X said it will temporarily demonetize accounts that share AI-generated war footage without a label. The decision comes days after the US and Israel launched airstrikes in Iran and AI-slop war footage flooded social media timelines across the internet.
“Today we are revising our Creator Revenue Sharing policies to maintain authenticity of content on Timeline and prevent manipulation of the program. During times of war, it is critical that people have access to authentic information on the ground. With today’s AI technologies, it is trivial to create content that can mislead people,” Nikita Bier, X’s head of product, said in a post on X.
Many of the AI-generated videos currently on X purport to show Iranian ballistic missiles hitting sites in Israel. One video shared thousands of times on X showed missiles slamming into the ground near the Dome of the Rock in Jerusalem while a computer generated voice said “Oh my god, hear they come.” X users community noted the video, but the account that shared it has a Bluecheck and is eligible for a financial payout for engagement as part of X’s content creator program.

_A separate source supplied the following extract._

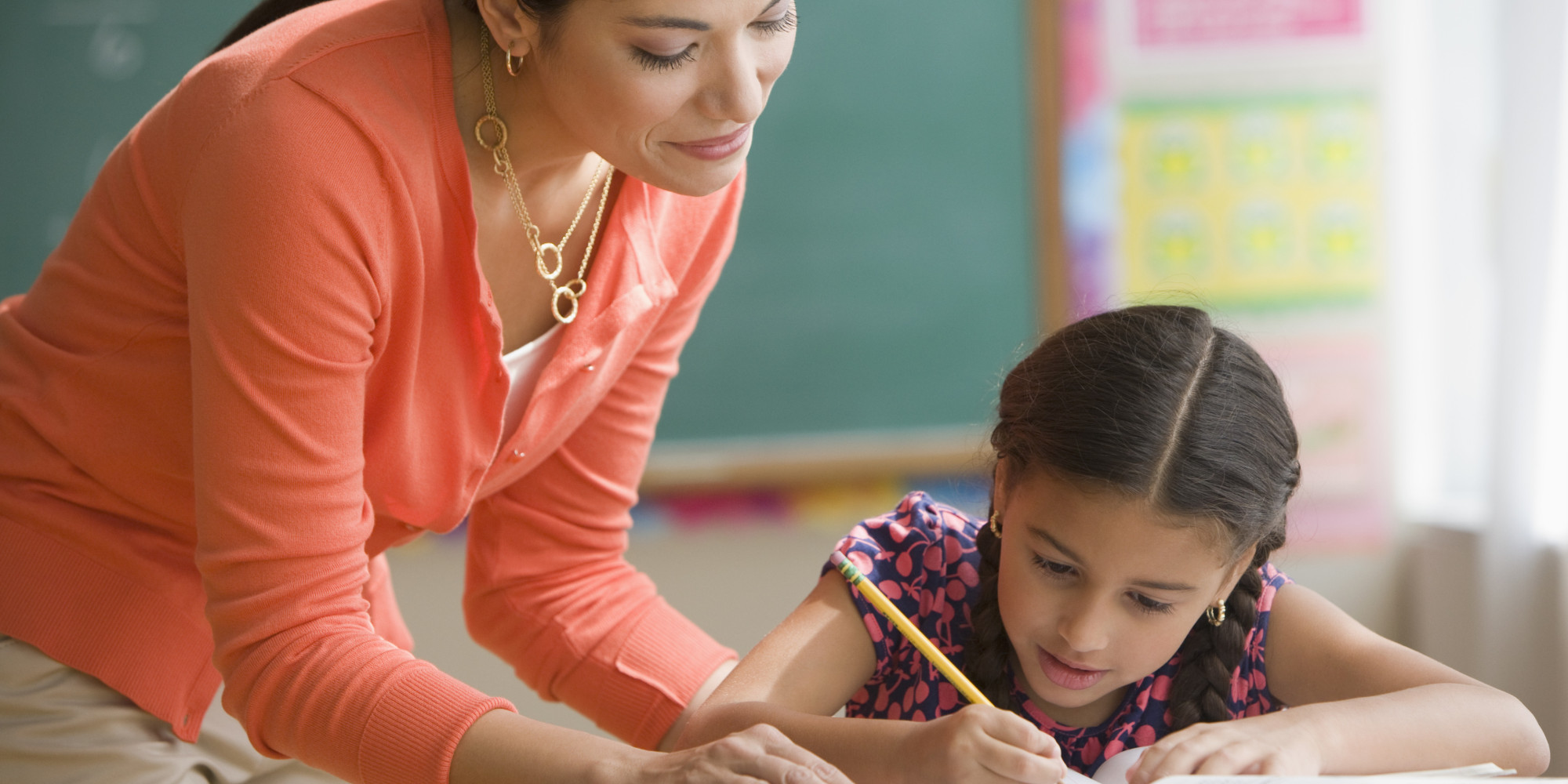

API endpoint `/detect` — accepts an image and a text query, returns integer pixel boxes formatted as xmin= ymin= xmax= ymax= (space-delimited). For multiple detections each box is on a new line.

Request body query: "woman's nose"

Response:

Up to now, the Iranians have been deliberately firing their older missiles and drones, using them as expendable bait to drain US and Israeli air defenses.
That strategy clearly worked.Now they’re escalating, rolling out their more advanced ballistic missiles and drones.
So… pic.twitter.com/0w1RiT0guC
— Richard (@ricwe123) March 3, 2026
Tel Aviv, stripped of illusion, as you have never witnessed it. pic.twitter.com/HE3ckjBMti
— Abdulruhman Ismail (@a_abdulruhman) March 3, 2026
Bier said today that X will stop people from making money on unlabeled AI war footage, but won’t stop accounts from sharing it.
“Starting now, users who post AI-generated videos of an armed conflict—without adding a disclosure that it was made with AI—will be suspended from Creator Revenue Sharing for 90 days. Subsequent violations will result in a permanent suspension from the program,” he added. “This will be flagged to us by any post with a Community Note or if the content contains meta data (or other signals) from generative AI tools. We will continue to refine our policies and product to ensure X can be trusted during these critical moments.”
Today we are revising our Creator Revenue Sharing policies to maintain authenticity of content on Timeline and prevent manipulation of the program.
During times of war, it is critical that people have access to authentic information on the ground. With today’s AI technologies,…
— Nikita Bier (@nikitabier) March 3, 2026
Fake war footage shared on social media isn’t a new problem. For several years every new conflict would be met with a flood of fake videos. Old war footage passed off as coming from the current war was popular, but so was recordings of video games run through filters to make it look low-resolution. The same three clips from milsim video game Arma 3 were shared at the outbreak of every new conflict for a decade. The Government of Pakistan even shared Arma 3 footage once in a post that’s still live on X.
What is new is the proliferation of easy to use AI video-generation tools. AI image and video generation has come a long way in the past few years and it’s trivially easy to remove the watermark that’s supposed to distinguish them from the real thing. X’s verification system—which rewards accounts for engagement—has also created incentives for Bluecheck accounts to publish fast, verify later (if ever), and rake in the cash. So in the hours and days after the war with Iran began, fake footage of airstrikes and conflict spread on X.
The way X is handling the problem gives the game away. According to Bier, the site will rely on the community to police itself and the punishment is a 90 day suspension not from the site but from the monetization program.